Use cross_val_predict() to generate cross-validated predictions with:

• 5-fold cv
• scaled input (X_train_all) and output (y_train_scaled)

# ⏰ This cell may take several mintes to run
# Generate cross-validated predictions
np.random.seed(123)
cv_baseline_preds = None

• Find the RMSE on train data

# RMSE on train data (scaled)

• Convert the scaled predictions back to original scale
• Calculate RMSE in the original units with y_train and baseline_preds

# Convert the predictions back to original scale
baseline_preds = None

# RMSE on train data (original scale)

Now that you've developed a baseline model, its time to intentionally overfit a model. To overfit a model, you can:

• Add layers
• Make the layers bigger
• Increase the number of training epochs

Again, be careful here. Think about the limitations of your resources, both in terms of your computers specs and how much time and patience you have to let the process run. Also keep in mind that you will then be regularizing these overfit models, meaning another round of experiments and more time and resources.

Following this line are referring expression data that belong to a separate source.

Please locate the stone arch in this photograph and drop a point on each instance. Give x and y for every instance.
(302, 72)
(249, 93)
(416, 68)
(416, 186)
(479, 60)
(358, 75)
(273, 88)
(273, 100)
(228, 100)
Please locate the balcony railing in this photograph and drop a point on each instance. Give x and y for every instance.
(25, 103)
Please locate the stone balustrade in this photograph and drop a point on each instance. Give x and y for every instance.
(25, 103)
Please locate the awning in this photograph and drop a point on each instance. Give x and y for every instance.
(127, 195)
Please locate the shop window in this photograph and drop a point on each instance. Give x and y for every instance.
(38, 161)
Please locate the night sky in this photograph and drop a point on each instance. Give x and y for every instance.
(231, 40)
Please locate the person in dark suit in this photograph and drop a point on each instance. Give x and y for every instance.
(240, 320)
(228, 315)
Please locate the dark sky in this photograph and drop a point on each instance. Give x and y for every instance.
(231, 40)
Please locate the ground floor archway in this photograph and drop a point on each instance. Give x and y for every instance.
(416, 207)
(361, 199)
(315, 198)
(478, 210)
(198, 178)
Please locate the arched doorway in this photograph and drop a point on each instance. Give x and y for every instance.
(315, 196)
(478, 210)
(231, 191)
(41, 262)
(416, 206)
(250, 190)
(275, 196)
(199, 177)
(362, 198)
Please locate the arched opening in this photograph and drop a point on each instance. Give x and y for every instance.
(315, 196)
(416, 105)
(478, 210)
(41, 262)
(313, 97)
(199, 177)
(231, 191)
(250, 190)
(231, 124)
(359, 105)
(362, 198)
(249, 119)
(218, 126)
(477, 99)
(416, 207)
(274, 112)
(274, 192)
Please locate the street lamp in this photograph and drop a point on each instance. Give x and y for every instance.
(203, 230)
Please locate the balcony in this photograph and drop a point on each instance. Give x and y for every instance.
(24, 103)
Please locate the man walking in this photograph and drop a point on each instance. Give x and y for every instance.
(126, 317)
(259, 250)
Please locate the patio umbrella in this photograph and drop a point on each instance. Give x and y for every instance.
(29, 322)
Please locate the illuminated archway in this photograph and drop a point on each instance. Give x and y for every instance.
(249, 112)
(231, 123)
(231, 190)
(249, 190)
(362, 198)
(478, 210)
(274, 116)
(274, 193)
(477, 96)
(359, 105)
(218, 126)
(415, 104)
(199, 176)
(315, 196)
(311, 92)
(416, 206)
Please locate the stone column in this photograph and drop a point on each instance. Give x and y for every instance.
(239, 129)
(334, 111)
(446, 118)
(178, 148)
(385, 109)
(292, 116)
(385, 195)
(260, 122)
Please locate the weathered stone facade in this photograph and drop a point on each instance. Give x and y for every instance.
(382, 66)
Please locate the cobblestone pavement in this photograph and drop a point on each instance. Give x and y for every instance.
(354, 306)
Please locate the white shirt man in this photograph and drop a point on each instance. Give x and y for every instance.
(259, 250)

# Define a function that returns a compiled Keras model 
def create_bigger_model():
    
    pass

# Wrap the above function for use in cross-validation
keras_wrapper_2 = None

# ⏰ This cell may take several mintes to run
# Generate cross-validated predictions
np.random.seed(123)
cv_bigger_model_preds = None

# RMSE on train data (scaled)

Now that you have a powerful model (albeit an overfit one), we can now increase the generalization of the model by using some of the regularization techniques we discussed. Some options you have to try include:

• Adding dropout
• Adding L1/L2 regularization
• Altering the layer architecture (add or remove layers similar to above)

This process will be constrained by time and resources. Be sure to test at least two different methodologies, such as dropout and L2 regularization. If you have the time, feel free to continue experimenting.

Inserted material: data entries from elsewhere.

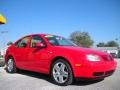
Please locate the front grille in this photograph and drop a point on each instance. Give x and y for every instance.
(107, 58)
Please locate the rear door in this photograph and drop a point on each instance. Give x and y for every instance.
(21, 51)
(38, 58)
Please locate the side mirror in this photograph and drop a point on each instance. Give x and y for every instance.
(38, 44)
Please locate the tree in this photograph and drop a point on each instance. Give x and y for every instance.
(101, 44)
(9, 43)
(81, 39)
(112, 44)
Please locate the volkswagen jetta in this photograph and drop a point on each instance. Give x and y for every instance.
(58, 57)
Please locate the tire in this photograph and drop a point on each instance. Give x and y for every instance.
(10, 66)
(61, 73)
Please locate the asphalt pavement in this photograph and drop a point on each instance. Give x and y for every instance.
(25, 80)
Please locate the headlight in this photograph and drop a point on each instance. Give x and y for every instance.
(91, 57)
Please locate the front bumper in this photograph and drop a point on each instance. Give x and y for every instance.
(95, 70)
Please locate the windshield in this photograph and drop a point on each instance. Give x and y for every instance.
(59, 41)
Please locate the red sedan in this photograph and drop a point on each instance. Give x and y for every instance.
(58, 57)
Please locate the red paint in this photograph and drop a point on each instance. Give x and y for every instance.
(40, 59)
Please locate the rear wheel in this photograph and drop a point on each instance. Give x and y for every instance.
(61, 73)
(11, 67)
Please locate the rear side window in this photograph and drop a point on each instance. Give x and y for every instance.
(36, 39)
(23, 42)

# Define a function that returns a compiled Keras model 
def create_regularized_model():
    
    pass

# Wrap the above function for use in cross-validation
keras_wrapper_3 = None

# ⏰ This cell may take several mintes to run
# Generate cross-validated predictions
np.random.seed(123)
cv_dropout_preds = None

# RMSE on train data (scaled)

Now that you have selected a network architecture, tested various regularization procedures and tuned hyperparameters via a validation methodology, it is time to evaluate your final model on the test set. Fit the model using all of the training data using the architecture and hyperparameters that were most effective in your experiments above. Afterwards, measure the overall performance on the hold-out test data which has been left untouched (and hasn't leaked any data into the modeling process)!

# ⏰ This cell may take several mintes to run

In this lab, you investigated some data from The Lending Club in a complete data science pipeline to build neural networks with good performance. You began with reserving a hold-out set for testing which never was touched during the modeling phase. From there, you implemented a k-fold cross validation methodology in order to assess an initial baseline model and various regularization methods.